Chinese helicopter rescues passenger of Antarctic ship
© AP/Zhang JiansongA Chinese helicopter rescues passengers from the ship Shokalsky on the 2nd of January.
Le Monde here has an article which in large part re-iterates what NYT journalist Andrew Revkin wrote 3 days ago. The selfish, adolescent follies of the Turney expedition are seriously disrupting the supply of serious scientific operations in the Antarctic. A number of scientists worldwide have not found Turney's charade amusing at all.

The piece is titled: "Scientists angered by cruise trapped in Antarctica".

After describing how the botched expedition and the ensuing helicopter rescue, Le Monde writes how the relief operations are now "endangering several major research programs being conducted on different scientific bases of the sixth continent." There's only a 3-month window available for supply ships to make vital deliveries. Time is of the essence when it comes to logistics in Antarctica.

On the Turney expedition, Le Monde quotes Yves Frenot, the French Director of the Polar Institute Paul Emile Victor (IPEV):
It is a tourist pseudo-scientific expedition. It's a little 'cruise fun'.
Glaciologist Jérôme Chappellaz of the Laboratoire de Glaciologie et de Géophysique de l'Environnement, who is still at the Casey Antarctic base, said:
The expedition was presented as being scientific, but there are tourists on board who paid to go on a trip."
Because of the distress call coming from the Turney's chartered expedition vessel Akademik Shokalskiy, Le Monde writes:
Vital supplies comprising hundreds of tons of food, fuel and equipment could not be fully discharged from the Aurora Australis, which was requisitioned in emergency.
The supply disruption is not the only thing that irked scientists on other Antarctic bases in need of vitally important supplies, but they later had to watch booze-cruise, spring break like going-ons onboard the ice-bound Akademik Shokalskiy. Le Monde quotes Mr. Chappellaz:
At Casey, when the colleagues learned the Australis had been requisitioned, there was a little panic.
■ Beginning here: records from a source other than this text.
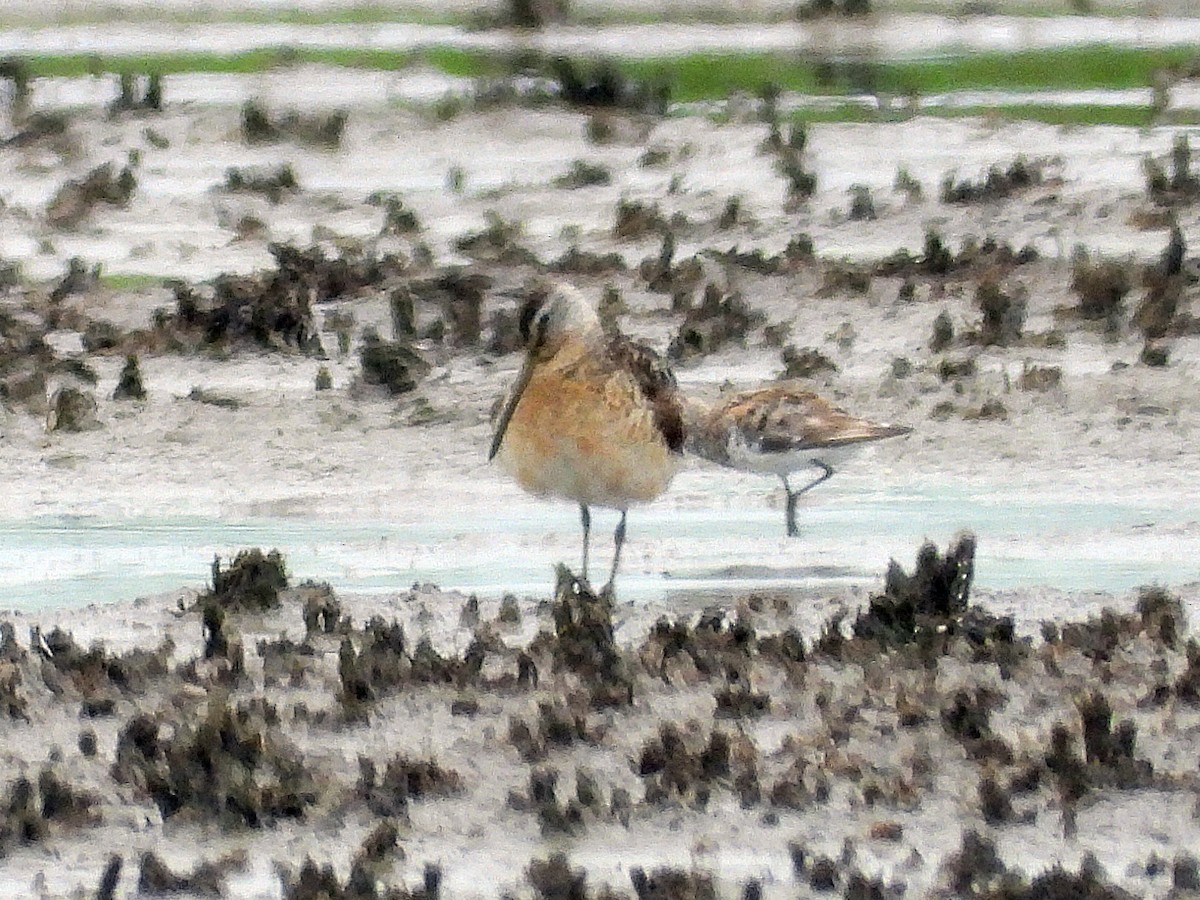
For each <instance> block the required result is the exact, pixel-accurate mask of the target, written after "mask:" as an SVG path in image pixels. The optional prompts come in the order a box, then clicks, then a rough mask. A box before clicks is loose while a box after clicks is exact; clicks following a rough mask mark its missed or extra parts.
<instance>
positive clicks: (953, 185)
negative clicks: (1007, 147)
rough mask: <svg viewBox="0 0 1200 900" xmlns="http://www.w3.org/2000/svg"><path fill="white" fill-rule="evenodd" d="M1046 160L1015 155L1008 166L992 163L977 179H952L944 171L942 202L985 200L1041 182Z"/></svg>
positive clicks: (972, 201)
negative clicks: (1043, 170)
mask: <svg viewBox="0 0 1200 900" xmlns="http://www.w3.org/2000/svg"><path fill="white" fill-rule="evenodd" d="M1045 166H1046V163H1045V161H1040V160H1034V161H1032V162H1031V161H1028V160H1026V158H1025V157H1024V156H1018V157H1016V158H1015V160H1013V162H1010V163H1009V164H1008V167H1007V168H1004V167H1001V166H991V167H990V168H989V169H988V173H986V174H985V175H984V176H983V178H982V179H980V180H979V181H970V180H964V181H955V180H954V176H953V175H947V176H946V179H944V180H943V181H942V192H941V200H942V203H960V204H961V203H988V202H994V200H1002V199H1007V198H1008V197H1013V196H1015V194H1018V193H1020V192H1022V191H1026V190H1028V188H1030V187H1036V186H1037V185H1040V184H1042V182H1043V181H1044V180H1045V176H1044V174H1043V170H1044V168H1045Z"/></svg>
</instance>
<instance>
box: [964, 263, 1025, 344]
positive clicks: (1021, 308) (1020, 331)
mask: <svg viewBox="0 0 1200 900" xmlns="http://www.w3.org/2000/svg"><path fill="white" fill-rule="evenodd" d="M974 299H976V306H978V307H979V312H980V313H983V320H982V322H980V323H979V331H978V336H977V341H978V343H980V344H983V346H984V347H1012V346H1013V344H1015V343H1019V342H1020V340H1021V330H1022V329H1024V328H1025V307H1026V298H1025V292H1024V289H1022V288H1021V287H1020V286H1018V288H1015V289H1014V290H1004V289H1003V288H1002V287H1001V286H1000V283H997V282H996V281H994V280H990V278H989V280H984V281H982V282H979V286H978V287H977V288H976V298H974Z"/></svg>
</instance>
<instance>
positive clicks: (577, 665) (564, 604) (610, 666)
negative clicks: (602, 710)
mask: <svg viewBox="0 0 1200 900" xmlns="http://www.w3.org/2000/svg"><path fill="white" fill-rule="evenodd" d="M612 607H613V601H612V598H611V596H607V595H605V594H604V593H601V594H599V595H598V594H595V593H594V592H593V590H592V588H590V587H589V586H588V584H587V583H584V582H582V581H580V580H578V578H576V577H575V575H574V574H572V572H571V571H570V570H569V569H568V568H566V566H565V565H559V566H558V571H557V586H556V589H554V601H553V617H554V634H553V635H550V634H547V632H541V634H540V635H539V636H538V637H536V638H535V640H534V643H533V644H532V646H530V648H529V652H530V654H532V655H534V656H536V655H539V654H542V653H545V654H547V655H550V656H551V659H552V662H553V668H554V671H558V672H563V671H566V672H571V673H574V674H575V676H576V677H577V678H578V679H580V680H581V682H582V683H583V686H584V689H586V691H587V694H588V696H589V703H590V706H593V707H594V708H604V707H619V706H626V704H629V703H631V702H632V700H634V677H632V673H631V672H630V671H629V664H628V662H626V660H625V659H624V656H623V654H622V652H620V649H619V648H618V647H617V642H616V638H614V637H613V628H612Z"/></svg>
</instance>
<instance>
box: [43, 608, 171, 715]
mask: <svg viewBox="0 0 1200 900" xmlns="http://www.w3.org/2000/svg"><path fill="white" fill-rule="evenodd" d="M31 644H32V647H35V648H36V649H37V650H38V652H40V653H41V655H42V658H43V660H44V662H43V664H42V667H41V672H42V679H43V680H44V682H46V686H47V688H49V689H50V690H52V691H53V692H54V694H56V695H59V696H62V695H73V696H77V697H78V698H79V701H80V704H82V713H83V715H85V716H88V718H95V716H102V715H112V714H113V713H114V712H115V703H116V700H118V698H119V697H131V698H132V697H139V696H143V695H145V692H146V691H148V690H149V689H150V686H151V685H152V684H154V683H155V682H156V680H158V679H161V678H163V677H166V676H167V674H169V671H170V670H169V661H170V656H172V654H173V653H174V649H175V646H174V643H173V642H172V641H170V640H167V641H163V643H161V644H160V646H158V647H157V648H156V649H154V650H146V649H140V648H134V649H131V650H126V652H125V653H120V654H112V653H108V652H107V650H106V649H104V647H103V644H100V643H96V644H92V646H91V647H90V648H89V649H86V650H85V649H83V648H82V647H79V644H77V643H76V642H74V638H73V637H72V636H71V632H70V631H64V630H62V629H60V628H55V629H54V630H53V631H49V632H46V634H42V632H41V631H38V630H36V629H35V630H34V631H32V632H31Z"/></svg>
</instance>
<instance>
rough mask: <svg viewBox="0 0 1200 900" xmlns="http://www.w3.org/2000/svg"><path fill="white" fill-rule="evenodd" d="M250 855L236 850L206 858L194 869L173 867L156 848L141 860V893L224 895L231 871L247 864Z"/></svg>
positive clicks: (234, 869)
mask: <svg viewBox="0 0 1200 900" xmlns="http://www.w3.org/2000/svg"><path fill="white" fill-rule="evenodd" d="M246 862H247V859H246V856H245V854H244V853H233V854H230V856H228V857H223V858H221V859H217V860H212V862H209V860H202V862H199V863H197V864H196V868H194V869H192V871H190V872H187V874H186V875H185V874H181V872H176V871H173V870H172V869H170V866H168V865H167V863H164V862H163V860H162V858H161V857H160V856H158V854H157V853H155V852H154V851H146V852H144V853H143V854H142V858H140V859H139V860H138V894H149V895H151V896H154V895H157V894H190V895H194V896H224V878H226V876H227V875H228V874H230V872H234V871H241V870H244V869H245V868H246Z"/></svg>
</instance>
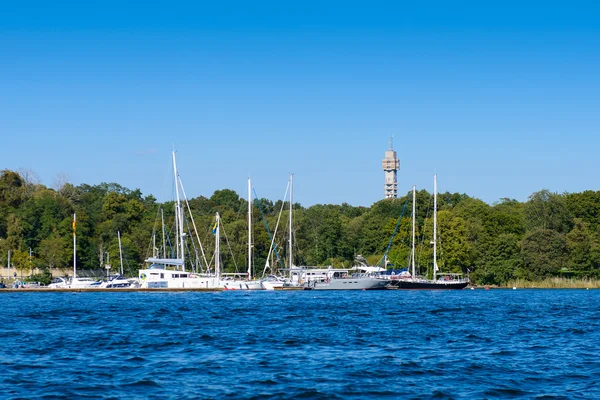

What was most shocking was the manner in which the members on the Shokalskiy expedition communicated: on screens we saw them partying, singing, etc. - without at any time seeming to ask what they were putting in peril.
Le Monde also quotes glaciologist Joe McConnell (Australian Antarctic Division) in the New York Times, who stated the rescue operations will also likely cause considerable disruptions for French and Chinese programs because their vessels had also been diverted.

Le Monde writes that the cost of the Chinese and Australian ice breakers are close to $80,000 per day - each! And that doesn't include the crew! Right now the Chinese Xue Long is trapped in ice and no one can say how long before it will get out.

M. Chappellaz vents:
It is not normal that this expedition, which uses science as a pretext for adventure-tourism, is jeopardizing multi-annual research programs.
Finally Le Monde raises concerns that the pictures of a stranded "climate science vessel" trapped in deep ice may be leaving a long lasting false message on the subject of global warming in the minds of the worldwide public.

Finally, perhaps these two reports from the New York Times and Le Monde provide hope in that in the future they will start to distinguish between the sophomoric alarmist climate scientists who want to change the world in a rush, and those that are truly serious about doing real science.